Oz energy issues: leading customers out of the dark?

Photo of solar panels
Chris Sheedy By Chris Sheedy, CA Today

1 June 2017

A lack of long-term policy has placed investors in the Australian energy game on the sideline, leading to customers being left in the dark. How will this time be brightened?

On a stormy September evening in South Australia last year, about 1.7 million residents, as well as tens of thousands of businesses, were left without power. Blackouts lasted from three hours to several days.

They were caused by an extreme weather event that damaged infrastructure in a specific area, with the knock-on effects causing the state’s entire power system shut down.

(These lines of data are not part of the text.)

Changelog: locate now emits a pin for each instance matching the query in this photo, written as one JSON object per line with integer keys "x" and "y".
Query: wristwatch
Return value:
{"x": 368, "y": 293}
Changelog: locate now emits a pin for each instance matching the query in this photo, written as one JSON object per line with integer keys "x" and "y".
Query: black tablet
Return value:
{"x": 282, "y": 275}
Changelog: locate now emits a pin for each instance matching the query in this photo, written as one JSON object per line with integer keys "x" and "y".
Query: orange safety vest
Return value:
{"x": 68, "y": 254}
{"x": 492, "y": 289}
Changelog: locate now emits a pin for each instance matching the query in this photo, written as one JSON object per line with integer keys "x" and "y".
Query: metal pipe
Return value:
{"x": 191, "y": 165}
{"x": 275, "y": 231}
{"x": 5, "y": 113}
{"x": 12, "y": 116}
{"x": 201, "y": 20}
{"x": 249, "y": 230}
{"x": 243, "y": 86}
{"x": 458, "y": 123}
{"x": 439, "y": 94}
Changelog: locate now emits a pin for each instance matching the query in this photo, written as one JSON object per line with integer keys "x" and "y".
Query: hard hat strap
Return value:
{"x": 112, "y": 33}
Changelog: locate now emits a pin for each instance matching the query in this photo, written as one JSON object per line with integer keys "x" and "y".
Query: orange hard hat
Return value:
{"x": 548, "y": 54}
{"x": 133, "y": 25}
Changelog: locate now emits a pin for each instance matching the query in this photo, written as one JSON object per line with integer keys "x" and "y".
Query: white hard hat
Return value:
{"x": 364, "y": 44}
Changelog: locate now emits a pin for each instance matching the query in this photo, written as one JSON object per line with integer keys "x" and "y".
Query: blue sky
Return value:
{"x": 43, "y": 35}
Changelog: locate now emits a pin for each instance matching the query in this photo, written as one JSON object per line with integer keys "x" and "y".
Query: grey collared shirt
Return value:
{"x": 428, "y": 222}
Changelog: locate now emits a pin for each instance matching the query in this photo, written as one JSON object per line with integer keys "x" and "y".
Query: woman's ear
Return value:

Several months later, as a February heatwave gripped the east coast of Australia, residents of New South Wales and the Australian Capital Territory were warned of a potential ‘rolling blackout’ as the energy network struggled to cope with demand from air conditioning systems.

The Australian energy market is exactly that – a market. It has been designed to look after itself through investment and innovation that matches supply and demand. So what is going wrong?

The current shape of Australian energy

“The market is designed for investment according to market signals so that it always retains security and reliability”, said Matthew Armitage CA, Principal Analyst in Planning & Forecasting for the Australian Energy Market Operator (AEMO).

“In recent years, we have had very volatile conditions in which investors are trying to make decisions. When faced with uncertainty, many have held off making these investment decisions.

“In a basic sense, the excess supply over demand has been reducing and as more and more generators retire, they need to be replaced. But because of the volatile investment environment over the last few years, those big, long-term decisions have not been made.”

Australia’s transition to a lower-emissions economy is increasing the urgency of achieving this solution, given the electricity industry is the nation’s largest source of emissions.

Anne Brown CA holds a senior position in the Australian energy industry. She first came to Australia as a transfer from the Edinburgh office of KPMG then, as a senior IT Audit manager, was offered a secondment to what was known as the Sydney Futures Exchange (SFE).

She remained with the SFE in a variety of executive roles and, following a merger with the Australian Stock Exchange (ASX), was appointed Chief Risk Officer.

Now a Member of the Board of the Clean Energy Regulator, an independent statutory authority that administers schemes legislated by the Federal Government for measuring and managing Australia's carbon emissions, Anne has a unique personal perspective on the nation’s energy challenges.

“I think we're getting close to a tipping point in terms of designing and implementing more robust but flexible electricity network infrastructure that will better integrate a dynamic mix of renewable energy and traditional coal-powered energy and allow them to work effectively and efficiently together.

“Australia’s transition to a lower-emissions economy is increasing the urgency of achieving this solution, given the electricity industry is the nation’s largest source of emissions.

The sheer distances involved bring their own challenges.

“The technical challenge is ensuring the infrastructure remains efficient, reliable and secure and can react quickly and capably to external threats and other disruptive events and technologies.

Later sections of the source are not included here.